この話を守屋さんにしたところ「高山さん、実は前職で脳に関する新規事業を提案し最後の最後で事業化を断念したことがあるんです」と。そこにも経験値がありましたか、と(笑)

守屋さんに様々な知見でアドバイスをもらいつつ当時培ったネットワークの中から紹介していただいた医師の方にも参加してもらって認知症予防事業開発プロジェクトは現在進行中です。

そして6ヶ月間ビジネスノマドとして依頼してきましたが、今後は当社と直接契約していただいて、一緒にこの事業を進めていくことになりました。「少子高齢社会の課題解決カンパニー」である当社に守屋さんは欠かせません。

新規事業開発はビジネスノマド活用に適した分野

Q:業務委託として、「ビジネスノマド」を活用する良さを教えて下さい。

高山:

企業の課題がある範囲内ではっきりしていて、その解決に必要な、明確な強みを持っているビジネスノマドがいれば、とても有効に機能すると思います。社内に知見のない、全く新しい分野の新規事業開発などは適している分野でしょう。

ただ新規事業開発においては スキルやネットワークに加えて守屋さんのように、クライアントが実現したい世界観を共有し同じ使命感を持ち、自らワクワクしてポジティブな空気を創り出していくヒューマンスキルも重要だと思います。両方を兼ね備えたノマドはまだ少数でしょうね。

サーキュレーションさんにはノマドの分母を大きくしてもらい、企業の課題解決のあり方と働き方、両方にイノベーションをおこしてもらいたい。期待しています。

この新規事業支援を担当したプロ人材〜守屋実さんのプロフィール〜

株式会社 守屋実事務所代表、ラクスル株式会社執行役員、ケアプロ株式会社取締役、メディバンクス株式会社取締役、ジーンクエスト株式会社取締役、株式会社サウンドファン取締役。92年に株式会社ミスミ入社、10年間、新市場開発室で業績を上げる。2002年 ミスミ創業オーナー田口弘氏と新規事業専門会社エムアウト創業、2010年守屋実事務所を設立し現在に至る。

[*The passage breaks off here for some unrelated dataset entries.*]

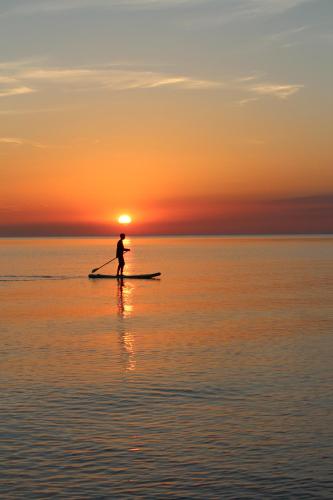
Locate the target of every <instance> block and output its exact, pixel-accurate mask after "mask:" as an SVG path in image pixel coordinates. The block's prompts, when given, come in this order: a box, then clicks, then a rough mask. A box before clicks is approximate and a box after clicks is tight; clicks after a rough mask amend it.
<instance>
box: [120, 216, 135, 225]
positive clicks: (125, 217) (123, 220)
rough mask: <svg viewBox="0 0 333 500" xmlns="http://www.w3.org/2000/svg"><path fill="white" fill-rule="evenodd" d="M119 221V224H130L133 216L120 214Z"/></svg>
mask: <svg viewBox="0 0 333 500" xmlns="http://www.w3.org/2000/svg"><path fill="white" fill-rule="evenodd" d="M118 222H119V224H130V223H131V222H132V217H131V216H130V215H127V214H122V215H119V217H118Z"/></svg>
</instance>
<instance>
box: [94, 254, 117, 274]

この案件についての守屋実さんのインタビューは「豊富な新規事業経験により、経営者のアイディアを形に。守屋実さん」をご覧下さい。

【支援先】株式会社イノベイジ 代表取締役 高山 雅行
1989年神戸大学経済学部卒業。株式会社リクルート人材センター(現リクルートキャリア)入社。
97年 株式会社アスパイア(現アイレップ)創業、代表取締役に就任。2006年 ヘラクレス上場(現東証ジャスダック市場)上場、09年代表取締役会長CEO、11年デジタルアドバタイジングコンソーシアム(博報堂DYグループ)に売却、連結子会社となり、12年同社退職。13年に株式会社イノベイジを創業し現在に至る。